Shai-Hulud Strikes Again: 19 Science PyPI Packages Trojanized to Steal Developer Secrets

The Shai-Hulud supply-chain campaign is back, and this time it’s targeting the scientific Python ecosystem. Attackers compromised 19 packages on PyPI — collectively downloaded hundreds of thousands of times — injecting malware that rifles through developer workstations for secrets and credentials.

App security firm Socket discovered the campaign, which spans 37 malicious releases attributed to what appears to be a single threat actor. Many of the infected packages are popular bioinformatics tools: Dynamo, Spateo, CoolBox, U-FISH, and Napari-UFISH. If you work in computational biology or data science and pulled any of these recently, you need to check your environment.

How the Infection Works

The attack is clever in its simplicity. Each compromised wheel ships two malicious artifacts: a *-setup.pth file and an obfuscated JavaScript payload named _index.js.

The .pth file is a Python startup hook — Python processes every .pth file in site-packages on startup, no import required. When you next run python, pip, a test suite, a Jupyter notebook, a CI job, or literally any Python command, the malicious .pth fires. It downloads the Bun JavaScript runtime from GitHub and uses it to execute the bundled script.

That means the infection is delayed. You install the package today and nothing happens. Tomorrow, when your CI pipeline spins up or you restart your notebook kernel, the payload fires on the next Python invocation. By then, you’ve moved on and the connection to the original install is easy to miss.

What Gets Stolen

The JavaScript stealer casts an absurdly wide net. It targets:

Publishing tokens: GitHub, npm, PyPI, RubyGems, JFrog
Cloud credentials: AWS, GCP, Azure, Kubernetes, Vault
Git and infrastructure: SSH keys, Docker credentials
Config files: .env, .npmrc, .pypirc, shell histories
AI tool configs: Claude/MCP configuration files

That last category is notable. Claude and MCP configs can contain API keys and access tokens for AI-assisted development toolchains — exactly the kind of credentials a developer workstation holds. This attacker isn’t after your infrastructure alone; they’re after your entire development workflow.

Exfiltration and Evasion

Stolen data gets sent to automatically created GitHub repositories via GitHub Actions — the same method previous Shai-Hulud campaigns used. A second exfiltration channel uses direct HTTPS to a legitimate but invalid endpoint at api.anthropic.com/v1/api, likely chosen as camouflage to blend in with normal tool traffic.

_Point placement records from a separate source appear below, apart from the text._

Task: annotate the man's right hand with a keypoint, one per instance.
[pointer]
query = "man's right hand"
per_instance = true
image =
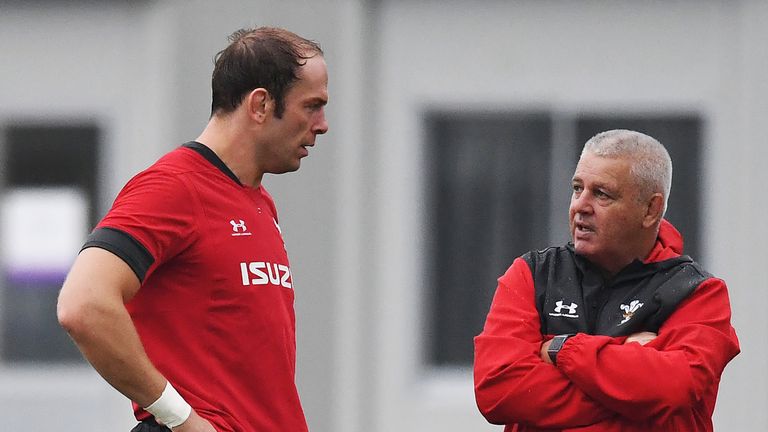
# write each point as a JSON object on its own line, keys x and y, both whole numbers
{"x": 194, "y": 423}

The malware also checks for Russian locales and environments before executing — a common targeting filter among certain threat actor groups. It also looks for security tools like StepSecurity Harden-Runner and adjusts behavior to avoid detection.

Persistence is established through systemd services on Linux and LaunchAgents on macOS, and the malware also plants itself into GitHub workflow files and Claude/MCP configs to survive environment rebuilds.

The Bigger Picture

Socket is tracking this as part of the broader Shai-Hulud campaign. With this wave, the count of attributed malicious artifacts reaches 453 items. The campaign has evolved from its initial npm-focused waves into a cross-package-manager operation hitting both npm and PyPI — now with a clear focus on developer toolchains and supply chains.

The strategy is self-reinforcing: steal publishing tokens, push malicious updates to more packages, steal more tokens, repeat. Each wave expands the attack surface.

What You Should Do

If you’ve installed any of the affected packages — check Socket’s report for the full list of compromised versions — treat every secret on that machine as rotated immediately. GitHub tokens, cloud credentials, SSH keys, API tokens, everything.

Look for Python packages containing executable .pth startup hooks, unexpected downloads of the Bun runtime, and process chains where Python spawns Bun to run _index.js. Scan your CI/CD environments too — they’re a prime target since they hold the same credentials at scale.

And this is a good moment to audit your dependency hygiene. Pin your versions. Verify checksums. Treat every pip install as a code execution event, because campaigns like this one prove it literally is.